Pay Attention to the Threads

The thing about the mixtape is that it sets a mood, which means it is thematically curated, just in an unexpected way. It doesn’t follow the rules of the album, which often suggest large stylistic threads. That isn’t a bad thing, albums continue to exist for a reason, but so does breaking the rules.

With “Starfire,” Smith is breaking the rules. There are threads, just not the ones you’d expect from an album. While this means it’s easy to listen to from start to finish, this also means you can take chunks and use them to set the tone in a variety of situations. Like at bedtime with your youngest child.

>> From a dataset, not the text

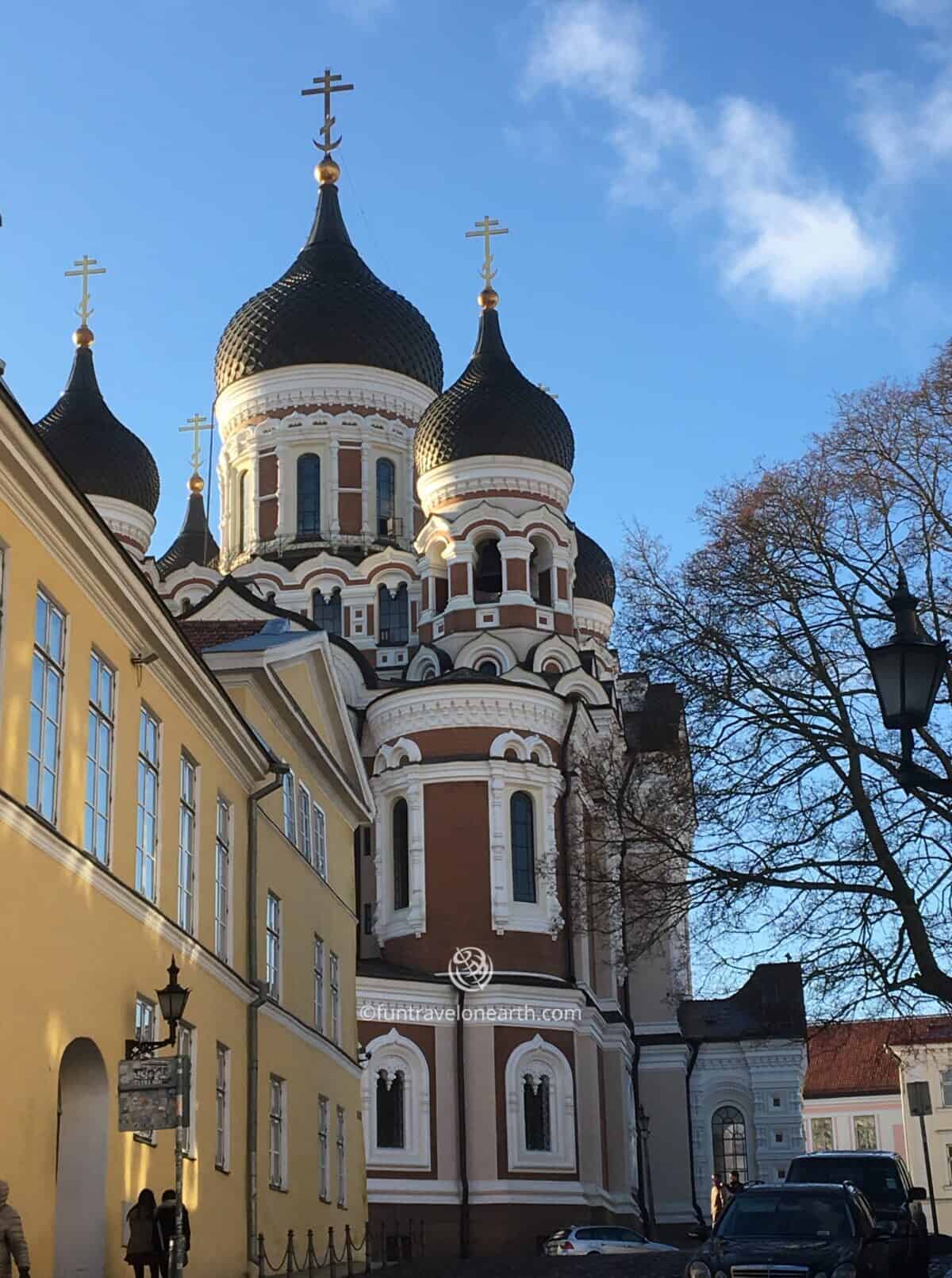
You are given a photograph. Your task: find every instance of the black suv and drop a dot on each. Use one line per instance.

About Getting a Child to Bed

She was being a terror, in full Hulk-mode, stomping about and making unreasonable demands. At least she wasn’t smashing things. Still, as I listened to “Starfire,” getting ready to start writing this review, I heard her over my earbuds, making her presence known

I went upstairs and found her in our bedroom, not her own. She was throwing a perfunctory tantrum at the head of the bed. I sat at the foot. I called her to me and she came reluctantly. I popped the right earbud into her ear as the title track, full of spitfire, played. She settled a bit. Then came “East Side Restaurant,” with its wistful, there it is again, mellowness. She relaxed into my chest. Then “Don’t Give Up on My Love.” It drives along, with lyrics way more serious than the moment the kid and I were sharing, but the balance between energy and desire to recline in the track was the perfect mix.

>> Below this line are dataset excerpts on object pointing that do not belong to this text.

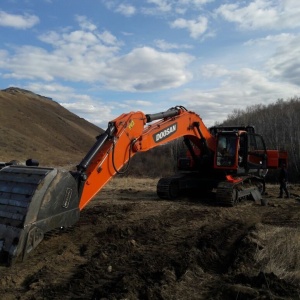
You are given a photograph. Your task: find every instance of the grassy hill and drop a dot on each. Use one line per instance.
(33, 126)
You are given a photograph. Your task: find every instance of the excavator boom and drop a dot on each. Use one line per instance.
(35, 200)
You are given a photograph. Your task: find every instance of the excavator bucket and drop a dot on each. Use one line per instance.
(33, 201)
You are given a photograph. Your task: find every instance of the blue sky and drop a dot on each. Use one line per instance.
(100, 59)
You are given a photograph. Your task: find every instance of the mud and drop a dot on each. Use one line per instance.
(129, 244)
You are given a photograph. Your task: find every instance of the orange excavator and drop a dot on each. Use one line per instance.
(231, 161)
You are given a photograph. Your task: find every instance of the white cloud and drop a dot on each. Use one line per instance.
(195, 27)
(163, 45)
(161, 5)
(145, 69)
(85, 24)
(126, 10)
(238, 90)
(262, 14)
(18, 21)
(285, 64)
(86, 56)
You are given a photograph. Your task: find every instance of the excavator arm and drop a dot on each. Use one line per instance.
(36, 200)
(128, 135)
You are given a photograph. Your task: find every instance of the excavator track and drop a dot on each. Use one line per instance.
(231, 193)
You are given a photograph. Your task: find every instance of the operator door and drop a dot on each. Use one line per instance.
(227, 148)
(257, 153)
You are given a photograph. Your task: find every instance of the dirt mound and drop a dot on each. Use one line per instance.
(131, 245)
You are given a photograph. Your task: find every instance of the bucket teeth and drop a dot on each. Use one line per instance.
(33, 201)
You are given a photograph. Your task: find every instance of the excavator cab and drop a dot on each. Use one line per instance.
(240, 150)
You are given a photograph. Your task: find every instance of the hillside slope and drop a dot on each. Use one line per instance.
(33, 126)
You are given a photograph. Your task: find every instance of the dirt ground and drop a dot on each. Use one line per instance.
(129, 244)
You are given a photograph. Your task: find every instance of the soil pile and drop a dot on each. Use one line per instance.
(129, 244)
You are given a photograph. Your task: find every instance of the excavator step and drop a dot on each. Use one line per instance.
(33, 201)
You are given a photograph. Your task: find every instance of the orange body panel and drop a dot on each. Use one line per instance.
(132, 136)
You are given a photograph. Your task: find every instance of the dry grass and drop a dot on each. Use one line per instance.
(280, 251)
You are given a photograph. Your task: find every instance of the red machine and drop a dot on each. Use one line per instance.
(232, 161)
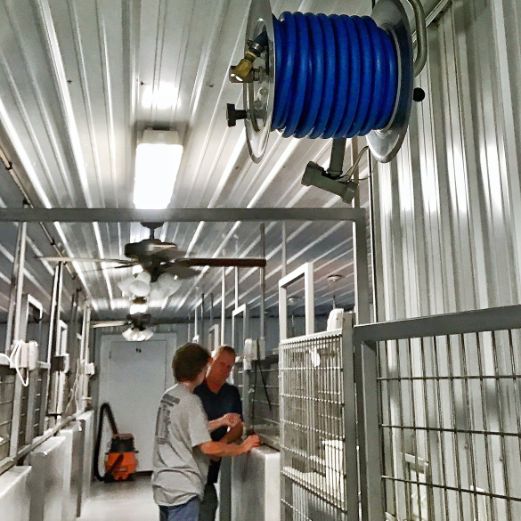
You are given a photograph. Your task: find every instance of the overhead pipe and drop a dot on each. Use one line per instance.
(337, 76)
(18, 281)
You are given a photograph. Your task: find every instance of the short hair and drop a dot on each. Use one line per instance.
(189, 360)
(224, 349)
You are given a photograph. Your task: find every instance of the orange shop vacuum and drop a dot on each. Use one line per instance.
(120, 460)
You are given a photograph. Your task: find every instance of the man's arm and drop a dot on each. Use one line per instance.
(233, 434)
(218, 449)
(228, 420)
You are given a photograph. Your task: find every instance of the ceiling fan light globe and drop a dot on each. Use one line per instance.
(137, 308)
(140, 288)
(157, 292)
(128, 334)
(169, 283)
(125, 286)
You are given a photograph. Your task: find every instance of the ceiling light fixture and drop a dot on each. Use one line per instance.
(158, 157)
(136, 285)
(134, 334)
(138, 306)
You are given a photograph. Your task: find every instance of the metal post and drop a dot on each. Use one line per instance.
(52, 319)
(54, 344)
(12, 295)
(85, 355)
(351, 485)
(262, 282)
(17, 326)
(361, 271)
(223, 304)
(196, 322)
(202, 335)
(306, 271)
(236, 274)
(28, 301)
(336, 163)
(284, 266)
(368, 431)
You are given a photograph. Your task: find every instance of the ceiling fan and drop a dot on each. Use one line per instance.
(159, 257)
(139, 326)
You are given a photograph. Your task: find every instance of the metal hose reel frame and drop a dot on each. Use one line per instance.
(259, 89)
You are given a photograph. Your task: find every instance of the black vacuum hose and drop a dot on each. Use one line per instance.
(104, 409)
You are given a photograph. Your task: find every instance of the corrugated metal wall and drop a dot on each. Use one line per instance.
(448, 209)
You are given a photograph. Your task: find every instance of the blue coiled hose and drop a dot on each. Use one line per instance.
(336, 76)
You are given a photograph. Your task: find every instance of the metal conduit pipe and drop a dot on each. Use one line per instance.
(421, 36)
(262, 282)
(29, 203)
(337, 158)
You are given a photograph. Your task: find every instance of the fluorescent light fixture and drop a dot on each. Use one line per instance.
(158, 157)
(134, 334)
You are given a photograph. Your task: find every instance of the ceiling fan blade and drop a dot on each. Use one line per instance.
(85, 259)
(109, 323)
(246, 262)
(180, 270)
(123, 266)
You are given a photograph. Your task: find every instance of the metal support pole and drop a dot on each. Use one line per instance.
(202, 336)
(54, 344)
(236, 276)
(85, 355)
(196, 323)
(361, 271)
(262, 282)
(223, 304)
(368, 432)
(12, 294)
(336, 163)
(284, 266)
(17, 326)
(52, 319)
(351, 485)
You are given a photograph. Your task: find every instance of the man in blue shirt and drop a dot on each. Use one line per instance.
(219, 398)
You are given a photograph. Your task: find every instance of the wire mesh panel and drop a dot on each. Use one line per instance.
(264, 402)
(319, 474)
(37, 424)
(6, 410)
(24, 407)
(449, 422)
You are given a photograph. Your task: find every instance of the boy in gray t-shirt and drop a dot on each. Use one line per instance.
(183, 444)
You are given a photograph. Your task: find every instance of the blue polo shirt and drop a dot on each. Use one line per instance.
(216, 405)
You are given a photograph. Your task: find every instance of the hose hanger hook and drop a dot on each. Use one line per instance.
(337, 76)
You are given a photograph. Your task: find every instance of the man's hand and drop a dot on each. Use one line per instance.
(230, 420)
(250, 442)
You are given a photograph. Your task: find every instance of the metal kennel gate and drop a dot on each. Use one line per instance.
(317, 425)
(440, 417)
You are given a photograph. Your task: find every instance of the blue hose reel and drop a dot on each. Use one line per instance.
(337, 76)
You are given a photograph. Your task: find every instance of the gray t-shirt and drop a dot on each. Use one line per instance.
(180, 468)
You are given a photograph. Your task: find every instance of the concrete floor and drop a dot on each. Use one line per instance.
(130, 501)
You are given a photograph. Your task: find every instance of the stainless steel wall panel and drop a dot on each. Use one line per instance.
(48, 463)
(87, 425)
(256, 486)
(447, 212)
(73, 471)
(15, 495)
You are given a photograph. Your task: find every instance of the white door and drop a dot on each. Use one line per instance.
(136, 379)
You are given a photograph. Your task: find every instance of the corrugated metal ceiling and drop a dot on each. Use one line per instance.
(80, 80)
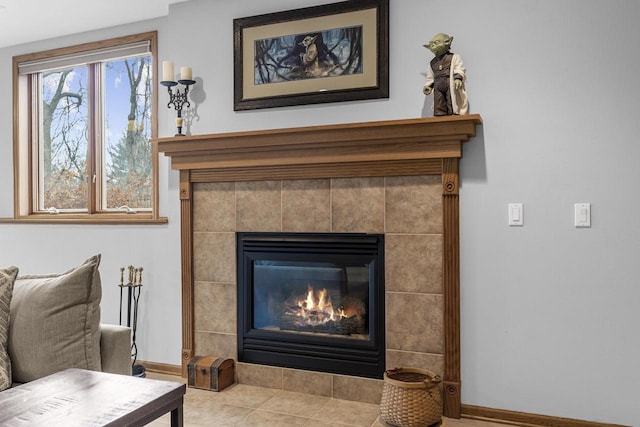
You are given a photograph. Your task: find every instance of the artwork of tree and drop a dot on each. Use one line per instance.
(328, 53)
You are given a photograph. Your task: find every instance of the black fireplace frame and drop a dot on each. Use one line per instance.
(343, 355)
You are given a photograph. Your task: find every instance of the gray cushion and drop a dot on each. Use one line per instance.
(55, 322)
(7, 277)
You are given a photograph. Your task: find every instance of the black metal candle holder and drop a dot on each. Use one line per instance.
(177, 99)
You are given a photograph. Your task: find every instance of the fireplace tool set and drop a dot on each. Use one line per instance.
(134, 288)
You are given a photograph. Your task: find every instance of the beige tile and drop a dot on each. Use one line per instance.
(270, 419)
(317, 383)
(215, 344)
(349, 413)
(411, 359)
(413, 204)
(357, 205)
(214, 257)
(413, 263)
(213, 413)
(259, 375)
(214, 206)
(237, 394)
(306, 205)
(215, 307)
(364, 390)
(258, 206)
(292, 403)
(414, 322)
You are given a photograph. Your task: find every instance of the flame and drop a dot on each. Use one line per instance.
(316, 308)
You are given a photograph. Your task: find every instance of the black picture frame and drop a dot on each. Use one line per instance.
(329, 53)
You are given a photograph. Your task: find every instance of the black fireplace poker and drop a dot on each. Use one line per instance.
(134, 288)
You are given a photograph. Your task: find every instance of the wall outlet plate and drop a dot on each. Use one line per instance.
(582, 215)
(516, 215)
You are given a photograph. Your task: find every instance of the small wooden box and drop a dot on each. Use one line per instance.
(210, 373)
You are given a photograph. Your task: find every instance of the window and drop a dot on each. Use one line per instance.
(83, 122)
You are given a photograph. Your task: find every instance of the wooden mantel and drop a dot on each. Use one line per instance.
(425, 146)
(405, 147)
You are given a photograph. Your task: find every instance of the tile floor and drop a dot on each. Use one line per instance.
(244, 405)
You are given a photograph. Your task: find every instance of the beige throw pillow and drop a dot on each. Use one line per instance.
(7, 277)
(55, 322)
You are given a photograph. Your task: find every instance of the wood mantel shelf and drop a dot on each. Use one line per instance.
(394, 147)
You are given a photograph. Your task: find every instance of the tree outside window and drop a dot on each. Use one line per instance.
(92, 121)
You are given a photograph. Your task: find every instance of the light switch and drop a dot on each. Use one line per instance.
(582, 214)
(516, 214)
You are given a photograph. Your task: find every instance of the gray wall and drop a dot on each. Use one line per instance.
(549, 312)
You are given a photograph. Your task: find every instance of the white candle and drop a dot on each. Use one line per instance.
(186, 73)
(167, 71)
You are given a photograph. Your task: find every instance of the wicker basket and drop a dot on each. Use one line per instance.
(411, 398)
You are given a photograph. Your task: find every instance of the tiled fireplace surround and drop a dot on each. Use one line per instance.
(404, 197)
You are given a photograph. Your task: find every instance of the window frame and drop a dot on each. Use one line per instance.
(26, 146)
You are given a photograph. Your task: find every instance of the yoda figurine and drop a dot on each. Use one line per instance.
(446, 77)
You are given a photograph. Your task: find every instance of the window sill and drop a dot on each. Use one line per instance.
(86, 219)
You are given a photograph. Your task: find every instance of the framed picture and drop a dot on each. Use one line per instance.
(328, 53)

“Want to let me tuck you in now?” “Shoulders.” And up she went on my shoulders for a quick trip through the homestead, which is thematically related and curated if not perfectly logical and expected, before we arrive in her bedroom.

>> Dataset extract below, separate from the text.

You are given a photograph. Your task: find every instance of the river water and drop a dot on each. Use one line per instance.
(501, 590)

She crawled into her bed (she’s on the top bunk these days) and I followed, pulling out my remaining earbud as she began a freewheeling rendition of “Hush, Little Baby.” I scratched her back and she sang, then got quiet. Then rambled a little more. I continued scratching and her breaths got deep and regular. I slipped out, closing the door behind me. Mission accomplished.

Now, Where Were We?

I popped my earbuds back in and hit play, not needing to back up to some other point. I listened from where we’d stopped. I worked on this article, hit replay, kept typing, kept listening, brushing my teeth and washing my face, taking out my earbuds, hitting the hay.

Okay, maybe I typed that part, and this one too, first, but those other things definitely happened after I typed them. Throughout, I listened to “Starfire,” paying attention here and there, merely nodding in the background at other moments. As I hit replay a few times, and had listened to it more than a few times prior, I caught different things with each pass. A mood here, a lyric there. The voice and sensibilities always at the fore.

There is the album and there is the mixtape, but sometimes you want both. While you write and put a child to bed and brush your teeth and get ready to go to bed yourself, for example. Or maybe you want to brush your teeth and get ready for work and drive there. Let’s not limit ourselves here. With “Starfire,” Caitlyn Smith has us covered. It’s in the background, it’s in the foreground, it’s present. And it never leaves us in a lull, because it never gets in one, just as a good album shouldn’t.